Émouchet remarqua que le soleil se couchait déjà.

— Klæl a probablement le pouvoir d’apparaître où et quand il veut, dit-il. Nous ne pouvons pas prévoir ses mouvements, mais nous pouvons anticiper ceux de nos autres « amis ». Scarpa sort des jungles d’Arjuna, et je m’attends à voir surgir une autre troupe de Cynesga. Les Trolls vont probablement ralentir Scarpa, mais ils ne peuvent guère s’éloigner des montagnes du sud de la Tamoulie à cause du climat. Après le choc initial de la rencontre avec les Trolls, Scarpa tentera sans doute de les contourner. Nous devons poster des troupes en certains points stratégiques pour faire obstacle à Scarpa aussi bien qu’à une armée venant de Cynesga. Samar serait le meilleur endroit pour ça, conclut-il en consultant sa carte.
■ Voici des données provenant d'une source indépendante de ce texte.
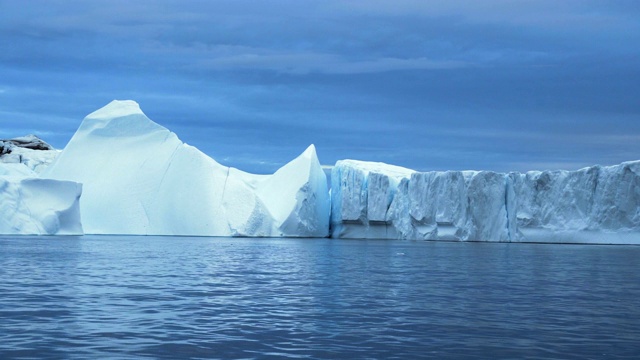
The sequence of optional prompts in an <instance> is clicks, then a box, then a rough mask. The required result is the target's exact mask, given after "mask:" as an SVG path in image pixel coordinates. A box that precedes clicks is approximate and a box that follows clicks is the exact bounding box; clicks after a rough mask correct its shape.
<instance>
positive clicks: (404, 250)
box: [0, 236, 640, 359]
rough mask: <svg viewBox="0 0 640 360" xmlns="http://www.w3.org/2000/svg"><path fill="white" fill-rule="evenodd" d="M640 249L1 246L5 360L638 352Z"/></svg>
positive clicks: (275, 242)
mask: <svg viewBox="0 0 640 360" xmlns="http://www.w3.org/2000/svg"><path fill="white" fill-rule="evenodd" d="M639 357H640V247H638V246H593V245H591V246H582V245H549V244H547V245H541V244H537V245H536V244H503V243H446V242H411V241H382V240H379V241H371V240H369V241H365V240H330V239H243V238H186V237H127V236H84V237H0V358H3V359H4V358H55V359H58V358H70V359H86V358H118V359H120V358H179V359H185V358H201V359H212V358H223V359H232V358H233V359H235V358H238V359H239V358H242V359H253V358H313V359H316V358H331V359H337V358H349V359H364V358H368V359H384V358H387V359H416V358H433V359H507V358H511V359H527V358H529V359H637V358H639Z"/></svg>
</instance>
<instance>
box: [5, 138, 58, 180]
mask: <svg viewBox="0 0 640 360" xmlns="http://www.w3.org/2000/svg"><path fill="white" fill-rule="evenodd" d="M59 154H60V150H56V149H54V148H53V146H51V145H49V144H47V143H46V142H44V141H43V140H42V139H40V138H38V137H37V136H35V135H27V136H22V137H18V138H14V139H9V140H0V163H5V164H24V165H25V166H27V167H28V168H29V169H31V170H33V171H34V172H36V173H38V172H40V171H42V170H44V169H45V168H46V167H47V166H49V164H51V163H52V162H53V160H55V158H56V157H57V156H58V155H59Z"/></svg>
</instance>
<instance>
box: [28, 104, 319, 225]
mask: <svg viewBox="0 0 640 360" xmlns="http://www.w3.org/2000/svg"><path fill="white" fill-rule="evenodd" d="M40 175H41V177H42V178H45V179H55V180H66V181H73V182H77V183H81V184H83V193H82V198H81V200H80V211H81V213H82V224H83V228H84V231H85V232H86V233H88V234H128V235H193V236H264V237H267V236H286V237H326V236H328V234H329V216H330V199H329V193H328V189H327V182H326V177H325V175H324V172H323V170H322V167H321V166H320V163H319V161H318V158H317V155H316V150H315V147H314V146H313V145H311V146H309V148H307V149H306V150H305V151H304V152H303V153H302V154H301V155H300V156H298V157H297V158H296V159H294V160H292V161H291V162H289V163H288V164H286V165H285V166H283V167H282V168H280V169H279V170H278V171H276V172H275V173H274V174H272V175H255V174H249V173H246V172H243V171H240V170H238V169H235V168H232V167H227V166H223V165H221V164H219V163H218V162H216V161H215V160H214V159H212V158H210V157H209V156H207V155H205V154H204V153H202V152H200V151H199V150H198V149H196V148H194V147H192V146H189V145H187V144H185V143H183V142H182V141H181V140H180V139H179V138H178V137H177V136H176V134H174V133H173V132H171V131H169V130H167V129H166V128H164V127H162V126H160V125H158V124H156V123H155V122H153V121H151V120H150V119H149V118H148V117H147V116H146V115H145V114H144V113H143V112H142V111H141V109H140V107H139V105H138V104H137V103H136V102H134V101H113V102H111V103H110V104H108V105H106V106H105V107H103V108H101V109H99V110H97V111H95V112H93V113H91V114H89V115H88V116H87V117H86V118H85V119H84V120H83V121H82V124H81V125H80V127H79V129H78V130H77V132H76V133H75V134H74V136H73V137H72V139H71V140H70V141H69V143H68V144H67V146H66V147H65V149H64V150H63V152H62V153H61V154H60V155H59V156H58V157H57V158H56V160H55V161H54V162H53V163H52V164H51V165H50V166H49V167H47V168H46V169H45V170H43V172H42V173H41V174H40Z"/></svg>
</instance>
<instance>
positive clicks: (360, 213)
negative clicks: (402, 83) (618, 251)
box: [331, 160, 640, 243]
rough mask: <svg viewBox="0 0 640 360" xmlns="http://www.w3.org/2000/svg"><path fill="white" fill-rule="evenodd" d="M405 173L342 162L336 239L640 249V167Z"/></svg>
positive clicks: (373, 166) (380, 164)
mask: <svg viewBox="0 0 640 360" xmlns="http://www.w3.org/2000/svg"><path fill="white" fill-rule="evenodd" d="M398 170H399V169H398V168H397V167H391V166H390V165H385V164H380V163H369V162H364V161H354V160H342V161H339V162H338V163H337V164H336V166H335V167H334V169H333V172H332V184H331V189H332V190H331V191H332V196H333V199H332V204H333V206H332V209H333V211H332V217H331V222H332V236H334V237H343V238H403V239H422V240H463V241H532V242H587V243H640V161H636V162H628V163H623V164H621V165H617V166H610V167H600V166H595V167H591V168H586V169H582V170H578V171H545V172H529V173H526V174H520V173H510V174H501V173H495V172H489V171H464V172H461V171H445V172H424V173H421V172H415V171H412V170H409V169H402V171H398Z"/></svg>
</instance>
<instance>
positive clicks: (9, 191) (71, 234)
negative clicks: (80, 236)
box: [0, 163, 82, 235]
mask: <svg viewBox="0 0 640 360" xmlns="http://www.w3.org/2000/svg"><path fill="white" fill-rule="evenodd" d="M81 193H82V186H81V185H80V184H78V183H75V182H71V181H58V180H50V179H40V178H37V177H36V174H35V173H34V172H33V171H32V170H30V169H29V168H27V167H26V166H24V165H23V164H2V163H0V204H2V206H1V207H0V234H21V235H81V234H82V224H81V220H80V207H79V199H80V194H81Z"/></svg>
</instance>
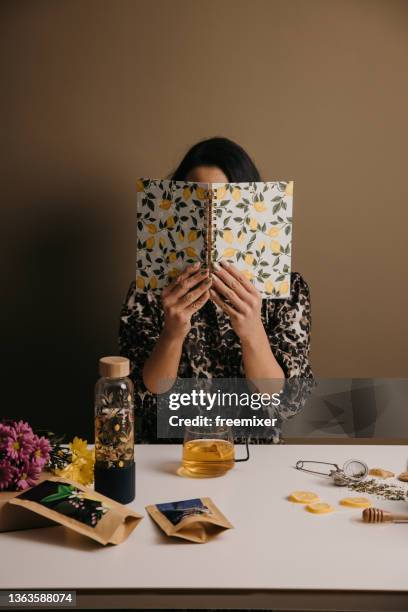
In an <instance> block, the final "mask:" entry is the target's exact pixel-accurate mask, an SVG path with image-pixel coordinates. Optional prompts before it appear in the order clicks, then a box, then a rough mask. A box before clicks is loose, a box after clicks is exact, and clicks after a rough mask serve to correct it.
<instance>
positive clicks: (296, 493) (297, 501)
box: [288, 491, 319, 504]
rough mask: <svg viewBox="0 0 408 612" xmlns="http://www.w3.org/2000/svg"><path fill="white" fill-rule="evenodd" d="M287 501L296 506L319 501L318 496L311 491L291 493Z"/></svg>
mask: <svg viewBox="0 0 408 612" xmlns="http://www.w3.org/2000/svg"><path fill="white" fill-rule="evenodd" d="M288 499H289V500H290V501H293V502H295V503H296V504H311V503H313V502H317V501H319V496H318V495H317V494H316V493H313V491H292V493H290V495H289V497H288Z"/></svg>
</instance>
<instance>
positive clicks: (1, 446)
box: [0, 423, 11, 450]
mask: <svg viewBox="0 0 408 612" xmlns="http://www.w3.org/2000/svg"><path fill="white" fill-rule="evenodd" d="M10 434H11V427H9V426H8V425H6V424H5V423H0V450H3V449H5V448H6V446H7V442H8V439H9V437H10Z"/></svg>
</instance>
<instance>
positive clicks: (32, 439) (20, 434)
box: [5, 428, 34, 461]
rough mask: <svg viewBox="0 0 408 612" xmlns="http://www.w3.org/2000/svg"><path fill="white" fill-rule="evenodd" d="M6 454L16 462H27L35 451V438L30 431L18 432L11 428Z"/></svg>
mask: <svg viewBox="0 0 408 612" xmlns="http://www.w3.org/2000/svg"><path fill="white" fill-rule="evenodd" d="M5 450H6V453H7V455H8V456H9V457H10V459H14V461H24V460H27V459H28V458H29V457H30V455H31V453H32V452H33V450H34V436H33V432H32V430H31V433H30V432H28V431H18V430H16V429H15V428H10V433H9V436H8V440H7V442H6V448H5Z"/></svg>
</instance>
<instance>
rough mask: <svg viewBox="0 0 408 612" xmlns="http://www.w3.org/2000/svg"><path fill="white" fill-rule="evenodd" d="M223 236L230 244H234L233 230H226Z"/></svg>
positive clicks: (224, 239) (224, 230)
mask: <svg viewBox="0 0 408 612" xmlns="http://www.w3.org/2000/svg"><path fill="white" fill-rule="evenodd" d="M222 237H223V238H224V240H225V242H228V244H232V241H233V240H234V236H233V234H232V232H231V230H224V233H223V235H222Z"/></svg>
— Sarna, objecta la reine Betuana.

— Les deux, contra Ulath. En massant des troupes à Samar, nous couvririons tout le sud des monts d’Atan jusqu’à la mer d’Arjun, et nous serions en position de frapper vers l’est et le sud des montagnes de Tamoulie si Scarpa parvenait à échapper aux Trolls. Et les troupes basées à Sarna pourraient couper la route des invasions qui traverse les monts d’Atan.
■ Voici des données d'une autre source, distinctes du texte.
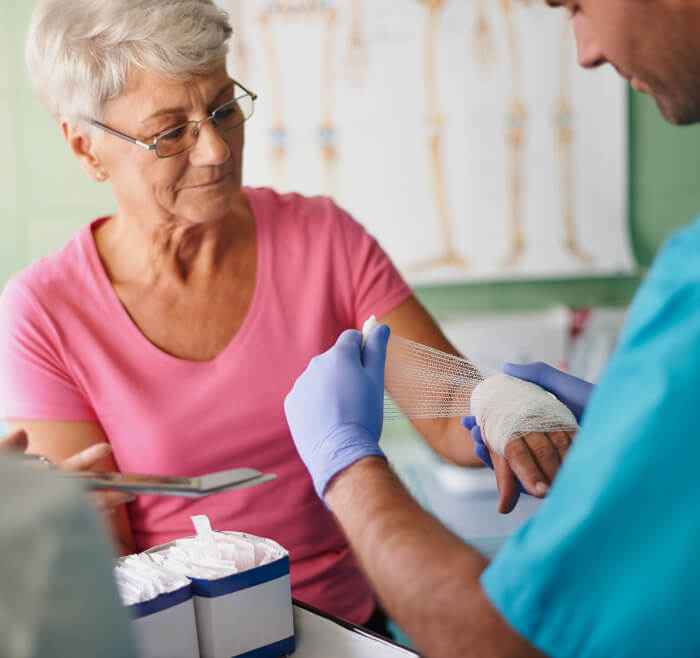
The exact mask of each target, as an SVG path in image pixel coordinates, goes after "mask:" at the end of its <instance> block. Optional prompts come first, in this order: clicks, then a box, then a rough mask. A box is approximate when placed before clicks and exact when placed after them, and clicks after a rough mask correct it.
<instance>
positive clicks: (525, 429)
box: [471, 374, 578, 456]
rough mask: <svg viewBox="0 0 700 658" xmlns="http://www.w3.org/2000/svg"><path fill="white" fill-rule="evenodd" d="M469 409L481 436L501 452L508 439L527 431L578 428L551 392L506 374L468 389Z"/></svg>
mask: <svg viewBox="0 0 700 658" xmlns="http://www.w3.org/2000/svg"><path fill="white" fill-rule="evenodd" d="M471 409H472V412H473V414H474V416H475V417H476V420H477V423H478V424H479V425H480V426H481V431H482V436H483V437H484V440H485V441H486V443H488V445H489V447H490V448H491V449H492V450H493V451H494V452H495V453H496V454H498V455H501V456H505V449H506V446H507V445H508V444H509V443H510V442H511V441H513V440H514V439H517V438H518V437H523V436H526V435H527V434H530V433H531V432H563V431H565V432H572V431H573V432H575V431H576V429H577V428H578V423H577V422H576V418H575V417H574V415H573V413H572V412H571V410H570V409H569V408H568V407H567V406H566V405H564V404H563V403H562V402H560V401H559V400H558V399H557V398H556V397H555V396H554V395H553V394H552V393H549V392H547V391H545V390H544V389H543V388H541V387H539V386H537V385H536V384H533V383H530V382H526V381H523V380H521V379H516V378H515V377H511V376H510V375H506V374H497V375H492V376H491V377H488V378H487V379H485V380H484V381H483V382H481V383H480V384H479V385H478V386H477V387H476V388H475V389H474V391H473V392H472V396H471Z"/></svg>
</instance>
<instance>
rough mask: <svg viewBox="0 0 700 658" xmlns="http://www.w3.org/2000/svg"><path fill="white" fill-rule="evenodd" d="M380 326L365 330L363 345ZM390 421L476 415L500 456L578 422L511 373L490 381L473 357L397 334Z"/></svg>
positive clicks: (386, 400) (546, 394)
mask: <svg viewBox="0 0 700 658" xmlns="http://www.w3.org/2000/svg"><path fill="white" fill-rule="evenodd" d="M376 325H377V321H376V319H375V317H374V316H372V317H371V318H370V319H369V320H367V322H365V324H364V326H363V328H362V344H363V345H364V343H365V341H366V339H367V336H369V334H370V333H371V332H372V330H373V329H374V327H375V326H376ZM384 387H385V389H386V394H385V396H384V418H385V419H386V420H391V419H396V418H400V417H402V416H405V417H406V418H445V417H451V416H472V415H473V416H476V417H477V420H478V422H479V425H480V426H481V428H482V436H483V438H484V440H485V441H486V442H487V443H488V444H489V446H490V447H491V448H492V449H493V451H494V452H496V453H497V454H499V455H503V451H504V450H505V447H506V445H507V444H508V443H510V441H512V440H513V439H515V438H518V437H521V436H524V435H526V434H529V433H530V432H553V431H575V430H576V429H577V428H578V424H577V423H576V418H574V415H573V414H572V413H571V411H570V410H569V409H568V408H567V407H566V406H565V405H563V404H562V403H561V402H560V401H559V400H557V398H555V397H554V396H553V395H552V394H551V393H549V392H547V391H545V390H544V389H542V388H540V387H539V386H537V385H536V384H531V383H529V382H524V381H522V380H520V379H515V378H514V377H509V376H508V375H503V374H496V375H492V376H490V377H484V375H483V374H482V373H481V372H480V371H479V369H478V368H477V367H476V366H475V365H474V364H473V363H472V362H471V361H469V359H464V358H462V357H458V356H455V355H454V354H447V353H445V352H441V351H440V350H436V349H434V348H432V347H428V346H426V345H421V344H420V343H416V342H414V341H410V340H407V339H406V338H402V337H401V336H396V335H394V334H392V335H391V336H390V337H389V343H388V345H387V354H386V366H385V369H384Z"/></svg>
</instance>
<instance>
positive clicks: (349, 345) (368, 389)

— Là, il a raison, approuva Bévier. Nous diviserions nos forces, mais nous n’avons guère le choix.

— Nous pourrions envoyer les chevaliers et les Péloïs à Sarna et les Atans à Samar, ajouta Tynian. La vallée de la Sarna se prête bien aux opérations de cavalerie, et les montagnes qui entourent Sarna sont le milieu naturel des Atans.
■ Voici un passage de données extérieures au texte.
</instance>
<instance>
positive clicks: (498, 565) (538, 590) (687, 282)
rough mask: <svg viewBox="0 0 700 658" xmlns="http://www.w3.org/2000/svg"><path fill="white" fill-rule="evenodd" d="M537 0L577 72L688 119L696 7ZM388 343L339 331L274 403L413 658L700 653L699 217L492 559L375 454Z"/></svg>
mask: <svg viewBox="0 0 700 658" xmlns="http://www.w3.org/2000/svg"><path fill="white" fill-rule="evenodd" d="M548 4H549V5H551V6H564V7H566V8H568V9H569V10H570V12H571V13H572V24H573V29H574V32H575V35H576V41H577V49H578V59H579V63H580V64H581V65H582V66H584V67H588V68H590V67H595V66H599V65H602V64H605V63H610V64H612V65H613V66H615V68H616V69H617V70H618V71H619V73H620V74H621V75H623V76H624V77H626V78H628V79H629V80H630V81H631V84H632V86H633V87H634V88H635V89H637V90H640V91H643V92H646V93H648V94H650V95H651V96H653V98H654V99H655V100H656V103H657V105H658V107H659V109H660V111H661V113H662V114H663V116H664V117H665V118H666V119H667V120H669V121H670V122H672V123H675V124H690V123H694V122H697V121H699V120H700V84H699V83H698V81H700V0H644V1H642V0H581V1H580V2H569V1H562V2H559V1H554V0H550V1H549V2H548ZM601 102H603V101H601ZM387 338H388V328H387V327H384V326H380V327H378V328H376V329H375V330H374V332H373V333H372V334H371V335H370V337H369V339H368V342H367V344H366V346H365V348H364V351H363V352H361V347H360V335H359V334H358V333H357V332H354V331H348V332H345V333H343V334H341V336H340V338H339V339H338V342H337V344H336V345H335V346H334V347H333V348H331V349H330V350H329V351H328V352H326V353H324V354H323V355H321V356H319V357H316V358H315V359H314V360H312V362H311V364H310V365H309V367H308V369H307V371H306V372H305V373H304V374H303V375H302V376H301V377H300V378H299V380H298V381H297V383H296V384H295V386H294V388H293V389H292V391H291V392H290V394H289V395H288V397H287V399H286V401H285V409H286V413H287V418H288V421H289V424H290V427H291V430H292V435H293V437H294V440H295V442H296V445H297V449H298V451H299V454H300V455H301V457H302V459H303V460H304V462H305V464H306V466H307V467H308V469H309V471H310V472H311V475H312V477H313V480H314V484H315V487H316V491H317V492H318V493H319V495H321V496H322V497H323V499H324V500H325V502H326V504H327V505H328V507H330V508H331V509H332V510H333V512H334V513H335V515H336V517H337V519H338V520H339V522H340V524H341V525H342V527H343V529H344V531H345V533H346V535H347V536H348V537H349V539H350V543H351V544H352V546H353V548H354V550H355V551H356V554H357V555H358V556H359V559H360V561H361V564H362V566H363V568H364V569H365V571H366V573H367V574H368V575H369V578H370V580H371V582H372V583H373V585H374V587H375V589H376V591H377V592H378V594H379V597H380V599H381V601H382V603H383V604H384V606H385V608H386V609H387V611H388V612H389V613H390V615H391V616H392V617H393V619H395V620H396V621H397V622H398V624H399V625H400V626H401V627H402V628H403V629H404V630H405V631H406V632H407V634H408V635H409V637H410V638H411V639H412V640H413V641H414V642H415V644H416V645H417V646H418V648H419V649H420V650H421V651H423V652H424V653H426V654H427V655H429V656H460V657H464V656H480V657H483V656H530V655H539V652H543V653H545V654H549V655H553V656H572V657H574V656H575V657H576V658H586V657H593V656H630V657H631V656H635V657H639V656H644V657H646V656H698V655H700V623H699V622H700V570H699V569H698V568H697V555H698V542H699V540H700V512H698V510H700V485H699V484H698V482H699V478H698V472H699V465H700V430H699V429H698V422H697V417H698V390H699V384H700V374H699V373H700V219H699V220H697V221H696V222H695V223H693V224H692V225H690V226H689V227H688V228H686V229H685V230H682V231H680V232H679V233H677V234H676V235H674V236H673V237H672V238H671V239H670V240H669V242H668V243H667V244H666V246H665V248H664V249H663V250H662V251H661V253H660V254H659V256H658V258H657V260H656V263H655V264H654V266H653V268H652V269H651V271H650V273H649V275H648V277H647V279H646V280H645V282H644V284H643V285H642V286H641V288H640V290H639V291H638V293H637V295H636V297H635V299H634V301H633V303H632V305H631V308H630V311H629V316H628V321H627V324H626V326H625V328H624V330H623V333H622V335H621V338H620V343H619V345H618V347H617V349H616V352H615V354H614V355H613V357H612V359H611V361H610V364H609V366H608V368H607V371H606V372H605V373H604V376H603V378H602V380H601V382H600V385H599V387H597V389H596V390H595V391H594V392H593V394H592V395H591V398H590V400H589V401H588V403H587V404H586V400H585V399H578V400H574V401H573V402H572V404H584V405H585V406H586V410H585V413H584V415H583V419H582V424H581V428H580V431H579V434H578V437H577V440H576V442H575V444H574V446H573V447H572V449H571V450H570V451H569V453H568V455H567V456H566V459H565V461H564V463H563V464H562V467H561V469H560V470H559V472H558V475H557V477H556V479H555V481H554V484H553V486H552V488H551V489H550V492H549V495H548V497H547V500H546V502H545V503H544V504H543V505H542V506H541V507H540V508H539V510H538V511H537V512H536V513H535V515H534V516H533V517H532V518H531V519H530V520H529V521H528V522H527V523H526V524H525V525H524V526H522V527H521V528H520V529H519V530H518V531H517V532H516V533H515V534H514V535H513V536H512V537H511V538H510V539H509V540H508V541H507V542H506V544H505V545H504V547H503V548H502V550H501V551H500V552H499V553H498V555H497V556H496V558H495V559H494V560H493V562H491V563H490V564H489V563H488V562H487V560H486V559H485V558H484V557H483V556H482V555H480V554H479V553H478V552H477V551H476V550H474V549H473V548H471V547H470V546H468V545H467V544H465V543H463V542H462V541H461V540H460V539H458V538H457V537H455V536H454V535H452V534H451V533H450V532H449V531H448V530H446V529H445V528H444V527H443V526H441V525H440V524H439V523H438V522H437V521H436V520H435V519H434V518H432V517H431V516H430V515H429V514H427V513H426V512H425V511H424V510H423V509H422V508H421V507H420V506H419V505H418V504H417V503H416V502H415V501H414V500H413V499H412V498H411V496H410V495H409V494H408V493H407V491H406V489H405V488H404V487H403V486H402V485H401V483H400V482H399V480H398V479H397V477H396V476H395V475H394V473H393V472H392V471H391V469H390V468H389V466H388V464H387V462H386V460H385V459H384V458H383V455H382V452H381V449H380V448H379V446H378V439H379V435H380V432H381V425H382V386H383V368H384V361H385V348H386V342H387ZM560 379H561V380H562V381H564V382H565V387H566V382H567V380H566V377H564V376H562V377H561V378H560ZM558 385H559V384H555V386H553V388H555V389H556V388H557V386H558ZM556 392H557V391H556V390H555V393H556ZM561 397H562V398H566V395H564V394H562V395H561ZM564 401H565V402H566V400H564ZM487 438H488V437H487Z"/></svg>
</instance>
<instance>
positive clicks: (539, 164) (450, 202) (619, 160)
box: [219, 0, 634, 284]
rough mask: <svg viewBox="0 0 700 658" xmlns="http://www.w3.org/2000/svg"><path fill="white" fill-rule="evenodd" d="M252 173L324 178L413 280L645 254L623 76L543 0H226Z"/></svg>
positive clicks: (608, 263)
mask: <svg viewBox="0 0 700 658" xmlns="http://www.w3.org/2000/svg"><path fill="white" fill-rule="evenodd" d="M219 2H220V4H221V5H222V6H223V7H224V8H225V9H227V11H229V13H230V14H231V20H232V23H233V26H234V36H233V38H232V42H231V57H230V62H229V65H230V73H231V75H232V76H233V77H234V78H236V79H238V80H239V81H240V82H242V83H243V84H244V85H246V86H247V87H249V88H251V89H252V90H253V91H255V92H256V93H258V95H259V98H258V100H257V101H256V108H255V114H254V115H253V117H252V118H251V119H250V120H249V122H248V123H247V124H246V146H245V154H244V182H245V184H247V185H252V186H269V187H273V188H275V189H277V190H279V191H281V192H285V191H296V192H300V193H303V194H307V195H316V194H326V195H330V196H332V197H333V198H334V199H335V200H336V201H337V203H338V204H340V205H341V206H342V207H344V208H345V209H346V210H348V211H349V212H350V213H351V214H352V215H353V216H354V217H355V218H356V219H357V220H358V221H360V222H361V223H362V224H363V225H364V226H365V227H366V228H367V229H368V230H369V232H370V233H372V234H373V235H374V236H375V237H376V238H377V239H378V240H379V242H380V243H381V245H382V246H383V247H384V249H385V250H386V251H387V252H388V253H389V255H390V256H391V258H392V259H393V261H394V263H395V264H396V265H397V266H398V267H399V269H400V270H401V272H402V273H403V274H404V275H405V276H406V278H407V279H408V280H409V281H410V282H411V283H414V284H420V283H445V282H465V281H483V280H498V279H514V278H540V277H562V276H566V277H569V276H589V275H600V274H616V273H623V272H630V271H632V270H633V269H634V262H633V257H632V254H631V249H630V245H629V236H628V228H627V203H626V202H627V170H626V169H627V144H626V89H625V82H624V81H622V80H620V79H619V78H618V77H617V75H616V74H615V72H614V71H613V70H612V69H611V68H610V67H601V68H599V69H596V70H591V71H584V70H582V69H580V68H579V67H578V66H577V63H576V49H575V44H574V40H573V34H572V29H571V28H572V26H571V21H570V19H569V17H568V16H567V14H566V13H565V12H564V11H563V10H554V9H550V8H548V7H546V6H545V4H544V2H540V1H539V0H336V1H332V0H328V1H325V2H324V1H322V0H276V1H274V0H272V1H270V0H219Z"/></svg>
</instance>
— Ce sont deux positions défensives, objecta Engessa. On ne gagne pas une guerre sans prendre l’offensive.

— La Cynesga ? avança Émouchet d’un air dubitatif.

— Oui, dès que les chevaliers de l’Église seront arrivés, décida Vanion. Quand Komier et les autres entreront en Cynesga par l’ouest, nous ferons de même par l’est. Cyrgon sera pris en tenaille, et il pourra susciter tous les Cyrgaïs qu’il voudra, les carottes seront cuites pour lui.

— Jusqu’au moment où il appellera Klæl à la rescousse, ajouta sardoniquement Aphraël.

— Même pas, ô Divine, objecta Émouchet. En jouant le coup de cette façon, nous avons le choix du lieu et du moment du combat. Cyrgon nous lance Klæl dessus, je libère le Bhelliom – qui n’attend que ça. Et nous n’avons qu’à nous installer confortablement pour assister à l’affrontement.

— Si les Trolls ont escaladé la muraille, nous pouvons le faire aussi, déclara Engessa, le lendemain matin.

— Oui, mais ça nous prendra plus de temps à cause des chevaux, objecta Tikumé. Il faudra que nous écartions les rochers de notre chemin.

— Nous t’aiderons, Tikumé-domi, proposa Engessa.

— Eh bien, c’est d’accord, résuma Tynian. Les Atans et les Péloïs iront vers le sud pour prendre position à Sarna et à Samar. Nous emmènerons les chevaliers jusqu’à la côte et Sorgi nous ramènera en bateau à Mathérion. De là, nous poursuivrons par l’intérieur des terres.

— L’ennui, c’est que Sorgi devra faire la navette au moins une demi-douzaine de fois, objecta Émouchet. Je suppose que tu vas encore m’humilier en public, ajouta-t-il en voyant Khalad lever les yeux au ciel d’un air accablé. J’ai oublié quelque chose ?

— Les radeaux, Émouchet, répondit Khalad. Sorgi a attaché les radeaux les uns aux autres pour les emmener aux marchés du sud. Faites monter les chevaliers sur les bateaux, les chevaux sur les radeaux, et nous arriverons tous ensemble à Mathérion en un seul voyage.

— J’oubliais ces radeaux, admit Émouchet d’un air penaud.

— Ça risque de ne pas aller très vite, objecta Ulath.

Xanetia, qui les écoutait avec attention, intervint presque timidement.

— Cela t’aiderait-il, doux sire, si le vent soufflait ?

— Ça nous aiderait beaucoup en vérité ! s’exclama Khalad. Nous pourrions tisser des voiles rudimentaires avec des écorces d’arbres.

— Mais Cyrgon – ou Klæl – ne risque-t-il pas de percevoir ton intervention, ma chère sœur ? avança Séphrénia.

— Cyrgon ne peut détecter la magie delphaïque, répondit Xanetia. Anakha pourrait peut-être demander au Bhelliom s’il en va de même pour Klæl.

— Comment est-ce possible ? s’enquit Aphraël, sincèrement intriguée.

— Edaemus a ainsi conçu sa malédiction que notre magie passe inaperçue de nos ennemis, puisque c’est ainsi que nous vous considérions à l’époque, tes pareils et toi-même, ô Divine – cela dit sans t’offenser…

— Compte tenu des circonstances, j’aurais mauvaise grâce à m’offusquer, répondit Flûte en plantant un gros baiser sur la joue de Xanetia.